Open data foundations - building a housing tool
The goals were:
- Demonstrate that planning-related events can be linked together
- Show that information about property counts can be extracted from planning data
- Build a confidence score based on assumptions drawn from such a derived dataset
- Test the architectural design
- Demonstrate that a prototype can be created that meets these needs
We started with data sources. Through a combination of research, crowdsourced suggestions, and conversations with people who worked in planning departments or with planning data, we compiled everything into an openly accessible Google Doc. As we evaluated the datasets for their relevance and usability, we kept encountering the same issues:
- Commercial licensing, especially with address and postcode data
- Missing metadata
These might not come as a surprise to a lot of folk who regularly work with open data and/or housing data. Of all the datasets we assessed, we chose two from Leeds City Council - Council Tax Registrations, and Planning Applications. These datasets were chosen as they are good proxies for Planning and Completion of schemes.
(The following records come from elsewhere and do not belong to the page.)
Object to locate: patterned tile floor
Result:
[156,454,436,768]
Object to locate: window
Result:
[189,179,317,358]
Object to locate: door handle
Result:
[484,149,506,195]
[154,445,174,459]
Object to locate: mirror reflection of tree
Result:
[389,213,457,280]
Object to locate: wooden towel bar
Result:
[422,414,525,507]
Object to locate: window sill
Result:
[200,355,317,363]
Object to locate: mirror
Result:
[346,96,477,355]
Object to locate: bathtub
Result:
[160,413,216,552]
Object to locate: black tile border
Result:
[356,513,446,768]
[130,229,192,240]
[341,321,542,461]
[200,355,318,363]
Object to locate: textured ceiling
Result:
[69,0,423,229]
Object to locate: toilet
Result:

Now that we had our datasets, the next step was building a prototype to test the theory of extracting useful information from linked data. By building something, we encounter (and fix) problems as we go and can constantly evaluate the success. Where it was possible and prudent, we made improvements to the underlying architecture but also documented what wasn't working (and why), and what the alternatives could be.
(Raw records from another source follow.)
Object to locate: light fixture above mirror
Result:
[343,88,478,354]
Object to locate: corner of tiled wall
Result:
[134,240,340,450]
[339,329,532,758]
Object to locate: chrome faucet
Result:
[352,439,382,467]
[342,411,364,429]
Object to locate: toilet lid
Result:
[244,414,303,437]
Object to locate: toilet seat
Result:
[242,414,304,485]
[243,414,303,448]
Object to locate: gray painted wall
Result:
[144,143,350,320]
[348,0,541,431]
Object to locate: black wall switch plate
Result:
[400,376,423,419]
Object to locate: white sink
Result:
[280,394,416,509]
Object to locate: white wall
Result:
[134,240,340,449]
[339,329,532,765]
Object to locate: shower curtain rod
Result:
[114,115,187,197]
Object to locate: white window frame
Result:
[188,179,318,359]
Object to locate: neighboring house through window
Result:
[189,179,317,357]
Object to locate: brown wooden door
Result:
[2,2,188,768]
Some issues are outlined below:
- In many cases, multiple planning permissions are associated with a single geographic area. In some cases, these are updates to the already planned scheme. In others, however, there is no relationship between the former and latter schemes. In this case they should be treated as separate schemes.
- Inferring concrete data from unstructured data (text description of planning application in this instance) proves to be difficult. The property counting algorithm that we created was often confused by multiple numbers in a planning summary, often including irrelevant details.
- Datasets are rarely published with geospatial data. As this is required for matching, the prototype had to make use of other sources of geospatial data (e.g. API calls). Even the use of UPRN, which is meant to tie to geometry, is limited. This appears to be associated with a lack of clarity around licensing for geographical data. Many geospatial datasets have licenses that explicitly preclude publishing open datasets derived from (or at the least including) the geographical data they include. While URPN was intended as a means of unlocking this, many data managers are unwilling to publish URPN in the belief that this is covered by the same terms. The same is true of address: in particular postcode.
Despite the challenges, a working prototype with a simple UI was built. It successfully demonstrated that datasets could be linked, and that useful information could be assumed from the linked data. In the screenshot below, the example planning scheme shows that a number of properties were identified from the planning application description text. Using geospatial data as the common factor between the two datasets (planning applications and council tax registrations), the number of identified properties was then checked against the number of properties registered for council tax in the geospatial area and within the timeframe of the planning application. This operates under the assumption that council tax bands have not been recalculated in Leeds for at least 10 years, thus indicating new registrations as newly completed properties.
Additional helpful UI elements included a 'timeline' of events, which essentially chronicles a planning scheme from the start of a process to completion (though this proved visually problematic when there were a lot of properties associated with a single scheme).
One of several potential next steps for this work is to add further events to this timeline based on data from other sources, such as utility connections, registration for bin collection, etc. These events would also contribute to the overall confidence that these properties exist.
Code for the prototype elements is shared in four separate git repositories on the ODI Leeds owned Open Production GitHub organisation, so you can take a look at the approach we used.
So what happens next?
There was a lot of interest in the tool from potential end-users (local authorities, planning departments, data analysts, housing associations) so a thorough exploration of user needs would be a solid next step to building relevant functionality into future versions of the tool. There is also the scope for the tool (at least the underlying architecture of matching data and event aggregation) to be applicable across other aspects of planning, or even more broadly, to help derive deeper insight about specific topics.
Something can also be said for improving the education/understanding about data licensing and the need for good metadata. From the experience of working with the open data collaboration group at ODI Leeds, a lot of progress was made when local authorities worked together on data standards for business rates, so there is scope for a similar collaboration between those interested in making planning and housing data better.
Of course, we would also encourage more data to be available openly. This would remove a great deal of barriers, both in terms of accessing data and sharing it. When barriers come down, people are free to innovate and experiment. Open data and innovation creates a surplus - of energy, ideas, data. From this surplus comes value that everyone can benefit from.